User testing in the museum - gorilla optional

We're in the really exciting stages of re-developing the museum's information architecture at present. I haven't written much about it until now just because I've been so busy organising all of the testing sessions and co-ordinating the volunteers and full-time staff who are helping out with the project, but here's a little background. I'm hoping I can share some useful information about our research process when things are a little quieter.


The background

Our website has evolved over the many years it has existed - in the early days, staff would come to the web developer's desk, dump a large stack of paper in front of him, and then ask if he could "put these on the internet, please".


The stacks of paper tend to be emails and PDFs these days, and the website has moved from a pure HTML and CSS implementation to a nifty open-source CMS. The stacks of information just keep on coming, though, and over the last 10-15 years sections and categories have been tacked on as needed.

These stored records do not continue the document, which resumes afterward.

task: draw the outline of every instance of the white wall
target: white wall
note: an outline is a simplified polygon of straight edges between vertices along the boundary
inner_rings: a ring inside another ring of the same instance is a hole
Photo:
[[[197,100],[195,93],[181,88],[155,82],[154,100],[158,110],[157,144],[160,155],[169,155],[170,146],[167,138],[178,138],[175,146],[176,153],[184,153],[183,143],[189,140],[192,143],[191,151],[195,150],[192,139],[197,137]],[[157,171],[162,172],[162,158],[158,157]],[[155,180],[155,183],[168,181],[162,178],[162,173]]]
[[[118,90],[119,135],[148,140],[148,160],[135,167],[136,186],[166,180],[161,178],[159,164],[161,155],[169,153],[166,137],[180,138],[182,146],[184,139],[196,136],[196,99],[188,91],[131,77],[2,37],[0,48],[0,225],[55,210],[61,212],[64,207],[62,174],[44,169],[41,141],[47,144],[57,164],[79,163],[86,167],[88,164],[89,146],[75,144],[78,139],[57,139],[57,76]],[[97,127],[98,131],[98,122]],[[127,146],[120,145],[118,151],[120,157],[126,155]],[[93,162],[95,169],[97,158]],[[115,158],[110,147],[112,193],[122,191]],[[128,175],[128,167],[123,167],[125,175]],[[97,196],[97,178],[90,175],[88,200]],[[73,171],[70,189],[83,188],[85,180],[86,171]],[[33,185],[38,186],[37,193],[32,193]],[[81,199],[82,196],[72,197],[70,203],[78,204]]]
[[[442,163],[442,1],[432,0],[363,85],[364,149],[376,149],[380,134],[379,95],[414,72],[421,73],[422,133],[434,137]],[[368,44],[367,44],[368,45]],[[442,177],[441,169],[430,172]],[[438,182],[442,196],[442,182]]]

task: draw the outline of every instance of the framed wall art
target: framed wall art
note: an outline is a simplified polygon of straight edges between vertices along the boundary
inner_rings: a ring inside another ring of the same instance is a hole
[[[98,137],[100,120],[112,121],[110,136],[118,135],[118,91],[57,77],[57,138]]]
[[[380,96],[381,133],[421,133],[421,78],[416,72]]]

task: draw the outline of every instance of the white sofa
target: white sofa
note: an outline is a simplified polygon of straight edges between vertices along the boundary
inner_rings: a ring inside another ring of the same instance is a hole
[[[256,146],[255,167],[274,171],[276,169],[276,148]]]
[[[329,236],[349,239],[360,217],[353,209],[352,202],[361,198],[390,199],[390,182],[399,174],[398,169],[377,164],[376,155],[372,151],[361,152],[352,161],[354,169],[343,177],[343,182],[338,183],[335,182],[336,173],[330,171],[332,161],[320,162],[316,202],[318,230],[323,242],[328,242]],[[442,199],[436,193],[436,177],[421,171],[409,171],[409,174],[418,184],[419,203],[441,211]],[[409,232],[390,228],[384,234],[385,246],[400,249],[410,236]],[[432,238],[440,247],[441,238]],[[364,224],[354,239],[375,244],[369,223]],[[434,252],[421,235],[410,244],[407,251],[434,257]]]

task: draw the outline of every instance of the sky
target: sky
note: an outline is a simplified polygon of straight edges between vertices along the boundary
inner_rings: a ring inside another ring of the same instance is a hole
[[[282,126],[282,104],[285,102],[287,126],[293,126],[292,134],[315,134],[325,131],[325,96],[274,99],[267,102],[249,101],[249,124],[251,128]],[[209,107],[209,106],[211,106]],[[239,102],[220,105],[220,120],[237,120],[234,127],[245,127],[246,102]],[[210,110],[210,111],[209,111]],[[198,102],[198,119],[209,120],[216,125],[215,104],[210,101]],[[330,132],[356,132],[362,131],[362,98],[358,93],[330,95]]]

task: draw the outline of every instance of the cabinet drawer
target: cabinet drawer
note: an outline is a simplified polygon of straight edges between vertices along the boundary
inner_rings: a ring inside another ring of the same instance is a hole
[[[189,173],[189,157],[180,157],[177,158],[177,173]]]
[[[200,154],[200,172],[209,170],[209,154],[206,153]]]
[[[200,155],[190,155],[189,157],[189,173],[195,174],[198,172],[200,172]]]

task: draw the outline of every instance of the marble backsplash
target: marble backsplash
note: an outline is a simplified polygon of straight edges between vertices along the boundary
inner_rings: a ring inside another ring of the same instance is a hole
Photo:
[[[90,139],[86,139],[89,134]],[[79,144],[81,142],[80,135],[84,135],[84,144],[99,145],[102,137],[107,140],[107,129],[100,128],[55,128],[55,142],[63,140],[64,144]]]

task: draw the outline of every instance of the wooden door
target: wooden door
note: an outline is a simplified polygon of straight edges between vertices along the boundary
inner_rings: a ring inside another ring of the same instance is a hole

So, early last year as part of my web training and documentation work I began to educate museum staff about the basics of usability and IA in a series of lectures and training sessions. This grew into the Web Advocates group, comprised of about 15 staff members across different parts of the organisation, who meet regularly to learn new technologies and keep communications open between IT and the rest of the company.


What's next

We're about to begin the user testing stage, which I will be leading, though some of the Web Advocates group will sit in on the sessions so they can get a better idea of how 'real' visitors use the museum's website. I'm really looking forward to it as this will be my first opportunity to test out the Silverback software, which we won a free license for at the last Edge of the Web conference courtesy of Matt Balara (thanks, Matt!)


Once those finish, then the team will move to building new navigation prototypes based on my analysis of the results of the testing sessions. Then, we start testing the prototypes. Most likely we will be using Balsamiq for this part.


The process has gone smoothly so far so hopefully we'll get some great results from the testing. Thanks to all those who will be participating in the sessions. I'm going to have fun running Silverback - I'm a PC (and Linux) user, and while I know my way around the command line on a modern Mac thanks to my Linux experience, the GUI itself makes me twitchy. So this should be interesting.